Instances Where Taking a Commercial Real Estate Investing Loss Makes Sense
If real estate investors and property owners were honest, some would admit they erred when making certain purchases. Yet many of these groups and individuals refuse to sell such “mistake” properties. It makes sense to sell these “losers” yet few property owners are willing to take a loss. Therefore, they hold on with hope that the local market will rebound and the property price will bump in unison. The truth is there are several instances when selling a losing property makes sense.
The Property Requires too Much Capital
If the only way to boost a property’s value is to invest considerable amounts of capital, it makes sense to sell. This is especially true when the additions can’t be billed to tenants. Perhaps the lease does not permit such billing to the tenant. Maybe it is not realistic to pass on the bill for such massive expenses. Whether the cost is a major parking lot renovation, improvements to the facade, massive painting projects or anything else of significance, it does not make sense to invest the enormous amount of money necessary if you bear the entire cost. The sensible commercial real estate investing solution is to sell, take the loss and move on to another investment that does not mandate such a gigantic capital outlay.
Consider the Risk Versus the Reward
A property purchased in an environment with record low cap rates and a fantastic economy should hold its value in most instances.

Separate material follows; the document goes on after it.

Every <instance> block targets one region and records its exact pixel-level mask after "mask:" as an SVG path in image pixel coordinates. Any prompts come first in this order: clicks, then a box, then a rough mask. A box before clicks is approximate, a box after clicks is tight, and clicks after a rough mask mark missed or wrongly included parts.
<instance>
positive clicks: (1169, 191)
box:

If it loses value in such a favorable environment, the odds of it jumping back up in value are quite low. In fact, the property will likely stagnate or decrease in value as the economy cools off. It is prudent to sell such a property and reinvest the proceeds in a superior property that is more likely to increase in value.
Possible Tax Benefits
True commercial real estate investing experts understand the nuances of tax laws. Taking a loss on one property could offset losses on a separate investment. This loss might prove to be especially valuable in one year versus another year. Do not hesitate to reach out to your tax adviser to discuss this complex accounting matter. You might find that selling your “losing” property below what you paid proves valuable to off-set another property’s gain. Do not feel ashamed or regretful of pulling the trigger on such a sale. Adopt a long-term view and come to the terms with the fact that some properties will be winners and others will be losers.
Prevent an Even Greater Loss by Admitting That Mistakes Happen
Do not let your ego get in the way of a property sale. Recognize that it is acceptable to make a mistake. Selling a property for less than what you originally paid is certainly an admission of a mistake. However, selling the property now could prevent an even greater loss. Keep your ego in check, admit that losing money on real estate is a reality of the business and move on. It just might save you a pile of money in the long run.